Podcast of CAER Fuel Seminar Speaker - Dr. Doo Young Kim
The University of Kentucky's Center for Applied Energy Research has published another podcast for individuals interested in energy issues.
It explored the topic of Advanced Carbon Materials for Energy and Electroanalytical Applications by Dr. Kim from the University of Kentucky.
- Podcast and PPT File
In the first part of my talk, I will report on my research in developing advanced carbon-support material in proton exchange membrane (PEM) fuel cells. Our approach is to modify sp2 carbon powder (e.g. Glassy Carbon (GC), Ketjen Black (KB)) with an overlayer of boron-doped ultra-nanocrystalline diamond (B-UNCD) using microwave-assisted chemical vapor deposition. Many unique and interesting material properties of conductive diamond, which are not seen in the sp2 carbon counterpart will be presented. How diamond nucleates at the edge plane of sp2 carbon and how the interface is formed between two carbon phases will be addressed. Based on our results from TEM, XRD, in-situ Raman spectroscopy, and electrochemical methods, B-UNCD-coated KB powder showed significantly improved stability of Pt catalyst compared to unmodified KB powder.

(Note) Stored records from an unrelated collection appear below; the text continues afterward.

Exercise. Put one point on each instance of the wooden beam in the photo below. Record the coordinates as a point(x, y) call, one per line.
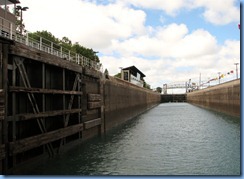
point(94, 97)
point(38, 140)
point(22, 117)
point(37, 55)
point(2, 151)
point(41, 90)
point(94, 105)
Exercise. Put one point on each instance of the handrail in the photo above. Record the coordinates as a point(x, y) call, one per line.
point(51, 48)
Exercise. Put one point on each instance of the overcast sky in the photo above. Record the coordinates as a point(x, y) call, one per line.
point(168, 40)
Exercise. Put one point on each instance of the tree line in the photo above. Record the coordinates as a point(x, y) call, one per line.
point(65, 43)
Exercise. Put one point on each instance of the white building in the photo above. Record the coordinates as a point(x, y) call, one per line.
point(133, 75)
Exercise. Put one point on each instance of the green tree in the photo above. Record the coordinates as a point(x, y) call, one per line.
point(159, 89)
point(66, 44)
point(118, 75)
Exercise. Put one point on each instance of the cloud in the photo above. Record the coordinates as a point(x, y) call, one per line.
point(215, 11)
point(219, 13)
point(173, 40)
point(85, 22)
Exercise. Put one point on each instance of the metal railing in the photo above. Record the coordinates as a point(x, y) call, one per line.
point(7, 31)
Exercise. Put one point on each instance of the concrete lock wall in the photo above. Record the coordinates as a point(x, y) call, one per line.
point(123, 101)
point(222, 98)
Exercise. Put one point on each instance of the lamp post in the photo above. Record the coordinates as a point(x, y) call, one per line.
point(21, 16)
point(236, 70)
point(219, 77)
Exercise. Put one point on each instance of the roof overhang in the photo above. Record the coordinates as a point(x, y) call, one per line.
point(8, 2)
point(133, 68)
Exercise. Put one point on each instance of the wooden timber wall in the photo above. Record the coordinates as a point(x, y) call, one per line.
point(48, 104)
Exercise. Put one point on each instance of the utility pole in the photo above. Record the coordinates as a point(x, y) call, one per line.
point(219, 77)
point(200, 81)
point(21, 9)
point(236, 70)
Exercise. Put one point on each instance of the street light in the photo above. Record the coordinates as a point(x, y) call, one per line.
point(219, 77)
point(21, 16)
point(236, 70)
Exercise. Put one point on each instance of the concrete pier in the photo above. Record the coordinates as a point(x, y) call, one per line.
point(223, 98)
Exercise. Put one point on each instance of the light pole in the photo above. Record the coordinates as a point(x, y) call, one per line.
point(21, 16)
point(219, 77)
point(236, 70)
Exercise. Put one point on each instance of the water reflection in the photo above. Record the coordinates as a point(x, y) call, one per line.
point(170, 139)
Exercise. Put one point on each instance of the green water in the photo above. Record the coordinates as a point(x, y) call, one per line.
point(170, 139)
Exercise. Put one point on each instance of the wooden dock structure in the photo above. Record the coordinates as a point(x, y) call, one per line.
point(44, 104)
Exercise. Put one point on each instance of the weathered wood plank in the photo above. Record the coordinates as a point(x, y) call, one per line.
point(92, 123)
point(36, 141)
point(2, 151)
point(94, 105)
point(23, 117)
point(40, 90)
point(94, 97)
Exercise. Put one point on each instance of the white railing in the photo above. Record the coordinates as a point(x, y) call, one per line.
point(7, 31)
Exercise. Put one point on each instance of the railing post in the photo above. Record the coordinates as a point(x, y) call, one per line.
point(40, 43)
point(61, 51)
point(51, 47)
point(11, 30)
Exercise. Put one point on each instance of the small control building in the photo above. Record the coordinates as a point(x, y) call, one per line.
point(132, 75)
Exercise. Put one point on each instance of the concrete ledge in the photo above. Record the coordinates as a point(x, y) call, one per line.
point(223, 98)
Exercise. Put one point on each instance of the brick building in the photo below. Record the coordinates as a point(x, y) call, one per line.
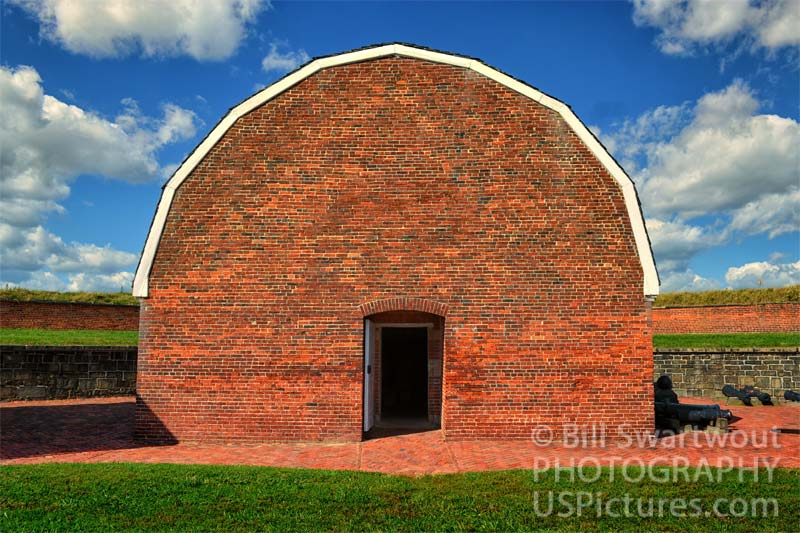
point(395, 235)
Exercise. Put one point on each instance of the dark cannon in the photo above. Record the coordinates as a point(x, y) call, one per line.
point(791, 396)
point(697, 416)
point(674, 416)
point(746, 394)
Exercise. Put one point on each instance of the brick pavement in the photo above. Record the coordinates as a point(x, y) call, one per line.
point(100, 430)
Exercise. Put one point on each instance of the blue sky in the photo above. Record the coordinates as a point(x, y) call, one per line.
point(699, 101)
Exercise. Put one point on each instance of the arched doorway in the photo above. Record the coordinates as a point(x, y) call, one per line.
point(403, 356)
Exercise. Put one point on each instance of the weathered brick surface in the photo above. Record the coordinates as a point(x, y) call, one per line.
point(703, 372)
point(63, 315)
point(39, 372)
point(395, 180)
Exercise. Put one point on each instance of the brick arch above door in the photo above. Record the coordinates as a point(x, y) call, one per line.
point(403, 304)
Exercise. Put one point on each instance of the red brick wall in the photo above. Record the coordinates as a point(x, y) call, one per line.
point(394, 178)
point(57, 315)
point(764, 318)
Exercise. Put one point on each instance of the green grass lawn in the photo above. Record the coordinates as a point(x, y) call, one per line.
point(54, 337)
point(107, 497)
point(727, 340)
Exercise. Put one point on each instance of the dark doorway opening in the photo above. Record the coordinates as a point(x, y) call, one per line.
point(404, 373)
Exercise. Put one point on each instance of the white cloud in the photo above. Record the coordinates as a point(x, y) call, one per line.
point(283, 61)
point(724, 158)
point(708, 172)
point(687, 281)
point(688, 25)
point(45, 144)
point(205, 30)
point(47, 281)
point(773, 214)
point(770, 275)
point(31, 249)
point(675, 243)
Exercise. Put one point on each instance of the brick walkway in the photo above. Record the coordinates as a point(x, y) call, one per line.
point(99, 430)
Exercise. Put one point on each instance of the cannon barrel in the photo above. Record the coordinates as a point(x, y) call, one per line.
point(690, 413)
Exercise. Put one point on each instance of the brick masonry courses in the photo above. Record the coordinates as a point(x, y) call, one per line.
point(761, 318)
point(399, 180)
point(51, 372)
point(65, 315)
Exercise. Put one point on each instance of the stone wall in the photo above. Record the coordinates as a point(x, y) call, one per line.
point(704, 371)
point(760, 318)
point(68, 315)
point(49, 372)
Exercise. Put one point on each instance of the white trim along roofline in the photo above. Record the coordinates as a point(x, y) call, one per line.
point(651, 282)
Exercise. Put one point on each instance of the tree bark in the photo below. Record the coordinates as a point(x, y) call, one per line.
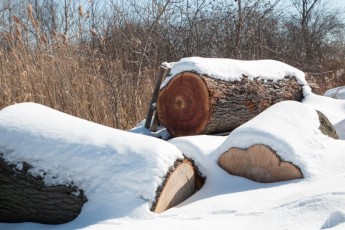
point(258, 163)
point(181, 181)
point(24, 198)
point(192, 104)
point(262, 164)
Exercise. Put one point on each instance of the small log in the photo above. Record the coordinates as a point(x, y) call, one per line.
point(192, 104)
point(182, 181)
point(258, 163)
point(24, 198)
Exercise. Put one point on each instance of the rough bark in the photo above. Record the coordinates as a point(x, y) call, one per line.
point(258, 163)
point(326, 126)
point(181, 181)
point(191, 104)
point(24, 198)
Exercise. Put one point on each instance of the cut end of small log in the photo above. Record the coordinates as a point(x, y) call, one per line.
point(183, 106)
point(24, 198)
point(326, 126)
point(258, 163)
point(181, 182)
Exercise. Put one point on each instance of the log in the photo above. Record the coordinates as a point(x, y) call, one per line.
point(258, 163)
point(181, 182)
point(262, 164)
point(24, 198)
point(192, 104)
point(326, 126)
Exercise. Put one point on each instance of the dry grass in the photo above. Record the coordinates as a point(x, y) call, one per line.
point(74, 80)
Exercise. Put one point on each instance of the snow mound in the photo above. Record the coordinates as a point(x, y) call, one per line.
point(118, 171)
point(336, 218)
point(338, 93)
point(234, 70)
point(293, 137)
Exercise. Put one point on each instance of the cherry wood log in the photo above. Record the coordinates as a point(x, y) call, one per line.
point(182, 181)
point(258, 163)
point(24, 198)
point(191, 104)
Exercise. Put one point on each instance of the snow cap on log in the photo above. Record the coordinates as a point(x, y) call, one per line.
point(207, 96)
point(117, 170)
point(289, 129)
point(234, 70)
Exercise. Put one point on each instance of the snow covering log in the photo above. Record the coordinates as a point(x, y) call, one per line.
point(326, 126)
point(192, 104)
point(258, 163)
point(182, 181)
point(24, 198)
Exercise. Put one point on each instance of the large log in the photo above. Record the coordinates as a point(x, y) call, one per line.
point(259, 163)
point(192, 104)
point(24, 198)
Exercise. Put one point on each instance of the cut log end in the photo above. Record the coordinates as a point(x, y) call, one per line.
point(258, 163)
point(326, 126)
point(183, 106)
point(182, 181)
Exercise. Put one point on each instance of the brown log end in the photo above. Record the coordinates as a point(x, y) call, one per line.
point(24, 198)
point(258, 163)
point(183, 106)
point(326, 126)
point(182, 181)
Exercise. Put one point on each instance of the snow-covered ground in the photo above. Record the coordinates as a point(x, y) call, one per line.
point(120, 171)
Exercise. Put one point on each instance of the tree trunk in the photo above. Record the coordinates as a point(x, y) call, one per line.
point(258, 163)
point(191, 104)
point(24, 198)
point(181, 181)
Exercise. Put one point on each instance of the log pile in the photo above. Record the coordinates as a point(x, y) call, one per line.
point(192, 104)
point(25, 198)
point(262, 164)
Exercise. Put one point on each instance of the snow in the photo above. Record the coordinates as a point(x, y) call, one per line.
point(338, 92)
point(120, 171)
point(234, 70)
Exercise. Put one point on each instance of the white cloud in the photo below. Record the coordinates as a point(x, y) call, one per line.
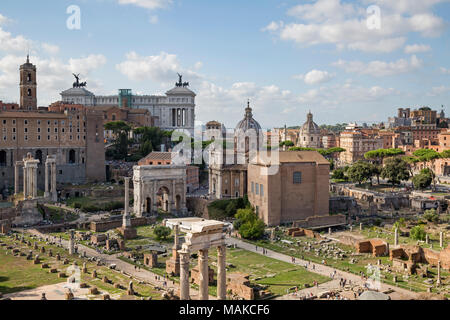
point(153, 19)
point(345, 26)
point(380, 68)
point(148, 4)
point(445, 70)
point(54, 75)
point(417, 48)
point(438, 91)
point(50, 48)
point(315, 77)
point(198, 65)
point(10, 43)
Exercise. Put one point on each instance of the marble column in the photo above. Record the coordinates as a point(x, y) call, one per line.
point(203, 274)
point(184, 275)
point(34, 179)
point(71, 243)
point(16, 179)
point(53, 182)
point(126, 214)
point(25, 183)
point(221, 273)
point(173, 200)
point(219, 188)
point(438, 281)
point(47, 193)
point(154, 199)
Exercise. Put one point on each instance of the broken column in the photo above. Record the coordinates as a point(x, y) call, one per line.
point(438, 281)
point(17, 177)
point(396, 237)
point(173, 265)
point(184, 275)
point(204, 274)
point(71, 243)
point(53, 181)
point(126, 216)
point(127, 230)
point(221, 273)
point(46, 191)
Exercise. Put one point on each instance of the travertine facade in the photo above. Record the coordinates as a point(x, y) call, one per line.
point(159, 187)
point(298, 190)
point(74, 138)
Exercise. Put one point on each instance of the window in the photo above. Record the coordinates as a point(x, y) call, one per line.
point(297, 177)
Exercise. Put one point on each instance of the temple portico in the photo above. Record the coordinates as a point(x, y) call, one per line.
point(201, 236)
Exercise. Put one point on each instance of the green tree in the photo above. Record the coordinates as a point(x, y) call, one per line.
point(360, 172)
point(431, 215)
point(121, 130)
point(428, 158)
point(423, 180)
point(339, 174)
point(395, 170)
point(248, 224)
point(418, 233)
point(162, 233)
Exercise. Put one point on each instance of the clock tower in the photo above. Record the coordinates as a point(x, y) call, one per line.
point(28, 86)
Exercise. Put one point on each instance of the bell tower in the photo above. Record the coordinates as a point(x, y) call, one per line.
point(28, 86)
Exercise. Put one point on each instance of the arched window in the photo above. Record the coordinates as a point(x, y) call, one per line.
point(39, 156)
point(72, 156)
point(2, 158)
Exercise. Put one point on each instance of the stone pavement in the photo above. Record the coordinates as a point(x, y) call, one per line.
point(125, 267)
point(399, 293)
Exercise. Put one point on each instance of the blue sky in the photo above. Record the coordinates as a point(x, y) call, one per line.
point(288, 57)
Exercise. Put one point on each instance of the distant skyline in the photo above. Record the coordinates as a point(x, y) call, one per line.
point(287, 57)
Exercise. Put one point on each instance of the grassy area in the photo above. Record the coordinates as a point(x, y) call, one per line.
point(414, 283)
point(19, 274)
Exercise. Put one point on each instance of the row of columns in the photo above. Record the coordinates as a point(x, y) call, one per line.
point(126, 216)
point(50, 174)
point(30, 183)
point(204, 274)
point(30, 166)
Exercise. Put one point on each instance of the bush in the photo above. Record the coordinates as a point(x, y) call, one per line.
point(423, 180)
point(249, 225)
point(431, 215)
point(222, 209)
point(162, 233)
point(418, 233)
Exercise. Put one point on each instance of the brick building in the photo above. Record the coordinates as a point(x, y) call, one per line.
point(166, 159)
point(298, 190)
point(75, 137)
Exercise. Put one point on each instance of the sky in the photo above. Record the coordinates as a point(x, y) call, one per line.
point(345, 61)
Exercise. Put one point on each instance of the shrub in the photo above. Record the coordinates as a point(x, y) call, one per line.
point(162, 233)
point(249, 225)
point(418, 233)
point(431, 215)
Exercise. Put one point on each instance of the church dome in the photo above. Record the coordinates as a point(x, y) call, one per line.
point(309, 127)
point(248, 122)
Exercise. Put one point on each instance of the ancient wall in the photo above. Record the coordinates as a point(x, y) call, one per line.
point(195, 276)
point(239, 285)
point(198, 207)
point(103, 226)
point(321, 221)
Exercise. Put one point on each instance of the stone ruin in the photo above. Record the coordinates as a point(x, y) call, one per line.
point(376, 247)
point(201, 236)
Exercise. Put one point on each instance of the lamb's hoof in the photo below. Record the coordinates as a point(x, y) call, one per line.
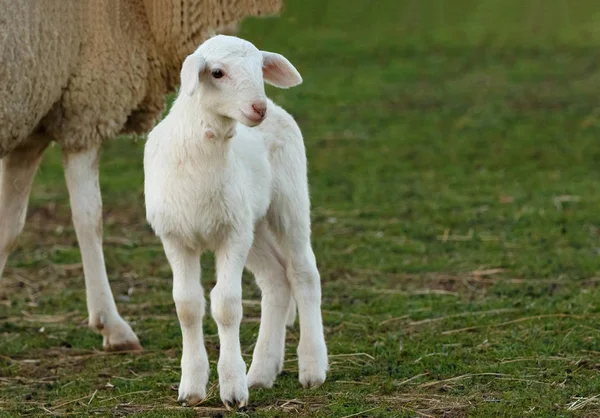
point(234, 403)
point(262, 374)
point(234, 392)
point(118, 337)
point(313, 367)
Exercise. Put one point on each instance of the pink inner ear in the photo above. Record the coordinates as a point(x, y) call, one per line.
point(278, 71)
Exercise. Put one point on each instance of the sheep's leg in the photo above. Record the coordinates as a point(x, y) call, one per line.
point(290, 217)
point(306, 287)
point(226, 309)
point(17, 171)
point(190, 305)
point(81, 173)
point(266, 263)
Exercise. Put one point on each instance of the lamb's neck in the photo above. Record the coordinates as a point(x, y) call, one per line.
point(205, 131)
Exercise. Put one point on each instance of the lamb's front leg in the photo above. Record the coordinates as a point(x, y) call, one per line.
point(226, 309)
point(190, 306)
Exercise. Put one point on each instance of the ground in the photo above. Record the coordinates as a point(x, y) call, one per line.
point(454, 160)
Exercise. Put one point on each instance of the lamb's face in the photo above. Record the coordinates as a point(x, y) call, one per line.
point(228, 74)
point(232, 83)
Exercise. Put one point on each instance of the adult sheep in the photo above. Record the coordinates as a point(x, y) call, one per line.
point(78, 72)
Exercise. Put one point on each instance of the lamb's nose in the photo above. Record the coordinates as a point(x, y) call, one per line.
point(260, 108)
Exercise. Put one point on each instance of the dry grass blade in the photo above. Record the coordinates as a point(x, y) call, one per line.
point(460, 315)
point(515, 321)
point(410, 379)
point(360, 413)
point(580, 403)
point(464, 376)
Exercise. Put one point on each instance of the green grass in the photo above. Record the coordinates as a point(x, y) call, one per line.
point(454, 160)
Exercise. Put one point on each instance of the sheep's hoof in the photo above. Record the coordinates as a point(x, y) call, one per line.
point(190, 399)
point(124, 346)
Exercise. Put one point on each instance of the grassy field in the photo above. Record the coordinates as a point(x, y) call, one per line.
point(454, 152)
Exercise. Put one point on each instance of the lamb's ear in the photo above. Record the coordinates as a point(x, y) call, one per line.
point(279, 72)
point(190, 73)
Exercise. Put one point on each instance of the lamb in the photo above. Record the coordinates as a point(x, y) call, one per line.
point(78, 72)
point(225, 171)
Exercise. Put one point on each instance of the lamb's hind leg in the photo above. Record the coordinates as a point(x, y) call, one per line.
point(190, 305)
point(81, 173)
point(302, 273)
point(17, 171)
point(266, 263)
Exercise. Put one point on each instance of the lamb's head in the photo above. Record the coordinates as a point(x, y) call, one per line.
point(226, 75)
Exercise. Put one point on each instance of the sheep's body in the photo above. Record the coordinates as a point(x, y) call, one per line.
point(78, 72)
point(224, 184)
point(220, 178)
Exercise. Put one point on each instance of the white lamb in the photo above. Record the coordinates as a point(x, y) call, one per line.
point(223, 175)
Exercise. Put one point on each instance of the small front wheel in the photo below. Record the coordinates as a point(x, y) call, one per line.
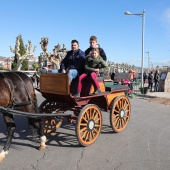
point(89, 124)
point(120, 113)
point(50, 125)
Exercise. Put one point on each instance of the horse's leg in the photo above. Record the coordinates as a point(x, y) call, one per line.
point(42, 136)
point(11, 129)
point(38, 124)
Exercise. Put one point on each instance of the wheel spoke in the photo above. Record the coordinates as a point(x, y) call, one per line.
point(83, 129)
point(125, 106)
point(97, 125)
point(87, 136)
point(97, 120)
point(95, 130)
point(92, 135)
point(87, 114)
point(95, 116)
point(83, 124)
point(84, 119)
point(84, 134)
point(116, 119)
point(92, 117)
point(117, 111)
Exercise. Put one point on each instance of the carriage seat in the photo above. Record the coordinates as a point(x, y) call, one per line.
point(87, 86)
point(117, 87)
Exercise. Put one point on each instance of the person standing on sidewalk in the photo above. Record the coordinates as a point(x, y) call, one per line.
point(150, 80)
point(156, 80)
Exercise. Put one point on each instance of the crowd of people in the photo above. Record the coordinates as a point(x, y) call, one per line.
point(79, 63)
point(91, 63)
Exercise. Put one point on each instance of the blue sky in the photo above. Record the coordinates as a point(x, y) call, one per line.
point(118, 34)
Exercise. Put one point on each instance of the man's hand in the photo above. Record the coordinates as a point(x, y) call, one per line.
point(97, 70)
point(63, 71)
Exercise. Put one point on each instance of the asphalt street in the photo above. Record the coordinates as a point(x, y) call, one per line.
point(143, 145)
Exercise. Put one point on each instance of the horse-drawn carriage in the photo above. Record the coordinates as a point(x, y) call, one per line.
point(60, 103)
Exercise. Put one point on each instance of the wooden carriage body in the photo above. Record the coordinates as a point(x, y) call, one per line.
point(85, 110)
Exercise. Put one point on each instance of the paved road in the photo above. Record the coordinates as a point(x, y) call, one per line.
point(143, 145)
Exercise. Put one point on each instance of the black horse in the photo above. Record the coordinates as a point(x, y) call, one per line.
point(17, 93)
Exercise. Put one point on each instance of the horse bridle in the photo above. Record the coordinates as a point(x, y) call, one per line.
point(14, 102)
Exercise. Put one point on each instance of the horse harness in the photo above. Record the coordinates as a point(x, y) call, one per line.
point(14, 102)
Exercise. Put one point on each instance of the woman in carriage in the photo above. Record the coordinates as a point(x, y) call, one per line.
point(94, 65)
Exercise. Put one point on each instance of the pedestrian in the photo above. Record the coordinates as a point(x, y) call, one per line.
point(73, 63)
point(134, 76)
point(144, 77)
point(156, 80)
point(94, 44)
point(113, 76)
point(130, 77)
point(150, 80)
point(92, 70)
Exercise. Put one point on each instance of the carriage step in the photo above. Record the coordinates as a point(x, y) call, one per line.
point(23, 103)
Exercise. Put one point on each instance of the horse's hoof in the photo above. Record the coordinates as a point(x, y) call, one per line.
point(42, 147)
point(1, 159)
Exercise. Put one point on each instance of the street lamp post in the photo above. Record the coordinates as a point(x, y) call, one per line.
point(148, 61)
point(143, 26)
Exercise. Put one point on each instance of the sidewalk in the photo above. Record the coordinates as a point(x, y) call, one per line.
point(157, 94)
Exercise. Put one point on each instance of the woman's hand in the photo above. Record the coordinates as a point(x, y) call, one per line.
point(97, 70)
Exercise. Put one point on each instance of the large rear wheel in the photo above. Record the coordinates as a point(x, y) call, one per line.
point(120, 113)
point(89, 124)
point(51, 125)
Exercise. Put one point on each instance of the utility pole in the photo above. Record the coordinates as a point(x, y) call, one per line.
point(148, 61)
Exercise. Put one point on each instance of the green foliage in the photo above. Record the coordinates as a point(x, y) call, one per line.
point(24, 65)
point(35, 65)
point(14, 64)
point(22, 47)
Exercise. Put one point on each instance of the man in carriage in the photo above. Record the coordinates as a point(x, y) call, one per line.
point(73, 63)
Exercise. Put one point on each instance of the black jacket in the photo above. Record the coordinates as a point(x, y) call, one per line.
point(75, 61)
point(102, 53)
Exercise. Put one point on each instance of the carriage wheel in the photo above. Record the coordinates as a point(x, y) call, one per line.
point(89, 124)
point(50, 124)
point(120, 113)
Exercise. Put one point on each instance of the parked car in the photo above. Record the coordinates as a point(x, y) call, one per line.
point(28, 74)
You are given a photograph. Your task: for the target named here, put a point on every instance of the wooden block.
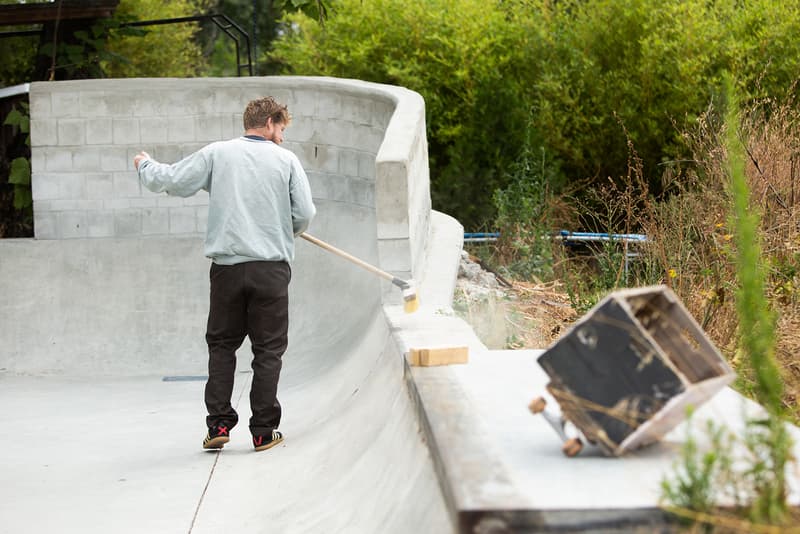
(438, 356)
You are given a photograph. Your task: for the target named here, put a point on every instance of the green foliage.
(758, 483)
(699, 473)
(757, 333)
(756, 320)
(19, 174)
(523, 214)
(17, 57)
(155, 51)
(461, 56)
(591, 75)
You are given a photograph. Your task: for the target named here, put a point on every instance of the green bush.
(461, 56)
(578, 79)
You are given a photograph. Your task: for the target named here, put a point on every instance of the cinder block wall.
(361, 143)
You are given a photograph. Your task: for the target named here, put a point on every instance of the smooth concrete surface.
(362, 144)
(120, 450)
(90, 325)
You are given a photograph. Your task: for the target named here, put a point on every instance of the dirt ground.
(510, 314)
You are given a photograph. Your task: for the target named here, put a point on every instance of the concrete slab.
(503, 467)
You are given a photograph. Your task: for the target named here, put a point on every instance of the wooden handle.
(347, 256)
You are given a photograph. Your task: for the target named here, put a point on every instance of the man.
(259, 200)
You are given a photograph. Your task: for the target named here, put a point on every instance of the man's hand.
(138, 158)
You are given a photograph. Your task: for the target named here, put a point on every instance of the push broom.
(410, 300)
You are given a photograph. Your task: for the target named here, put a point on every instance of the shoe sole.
(269, 445)
(216, 443)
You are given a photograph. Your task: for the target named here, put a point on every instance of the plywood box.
(625, 373)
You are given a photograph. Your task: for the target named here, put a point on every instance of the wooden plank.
(426, 357)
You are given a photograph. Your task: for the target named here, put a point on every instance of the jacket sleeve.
(183, 179)
(303, 209)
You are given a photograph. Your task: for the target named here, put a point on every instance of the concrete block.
(38, 162)
(358, 110)
(321, 184)
(44, 132)
(146, 202)
(117, 204)
(100, 223)
(65, 104)
(341, 134)
(302, 131)
(72, 224)
(348, 162)
(230, 100)
(198, 199)
(395, 255)
(44, 186)
(127, 222)
(75, 205)
(368, 138)
(366, 165)
(208, 128)
(391, 199)
(155, 221)
(328, 104)
(93, 104)
(362, 192)
(115, 158)
(99, 186)
(324, 158)
(71, 132)
(99, 131)
(45, 224)
(126, 185)
(163, 153)
(153, 129)
(180, 129)
(72, 185)
(57, 159)
(40, 103)
(188, 149)
(166, 201)
(231, 126)
(87, 158)
(427, 357)
(118, 104)
(182, 220)
(125, 131)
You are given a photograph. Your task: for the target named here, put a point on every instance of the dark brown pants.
(247, 299)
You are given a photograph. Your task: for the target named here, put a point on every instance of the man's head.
(267, 117)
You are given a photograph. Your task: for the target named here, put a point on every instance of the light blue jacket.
(259, 197)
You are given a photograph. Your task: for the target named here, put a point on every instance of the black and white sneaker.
(264, 442)
(217, 437)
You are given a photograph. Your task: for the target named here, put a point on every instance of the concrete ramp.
(103, 360)
(102, 321)
(107, 435)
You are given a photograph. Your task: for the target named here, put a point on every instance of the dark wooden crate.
(625, 373)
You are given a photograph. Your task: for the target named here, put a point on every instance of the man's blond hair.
(258, 111)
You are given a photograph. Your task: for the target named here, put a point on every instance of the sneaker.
(217, 437)
(264, 442)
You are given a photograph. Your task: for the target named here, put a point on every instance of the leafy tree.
(460, 55)
(165, 50)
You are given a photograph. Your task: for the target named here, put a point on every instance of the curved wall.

In the second part of my talk, very recent data on the electrochemical modification of graphene material will be presented. Due to many interesting and unique properties such as excellent thermal and electrical conductivity, optical transparency, and high surface area (2600 m2/g for single layer graphene), graphene-based materials attracted strong scientific and technological interests and have been extensively studied in many research areas such as energy storage and conversion devices as well as sensing and bioanalytical applications (optics, electricity, and electrochemistry-based). In this presentation, voltammetric and electrochemical impedance data, the effect of electrolyte on double-layer capacitance and the electrochemical modification of graphene electrode surface in order to tailor electron transfer properties will be discussed.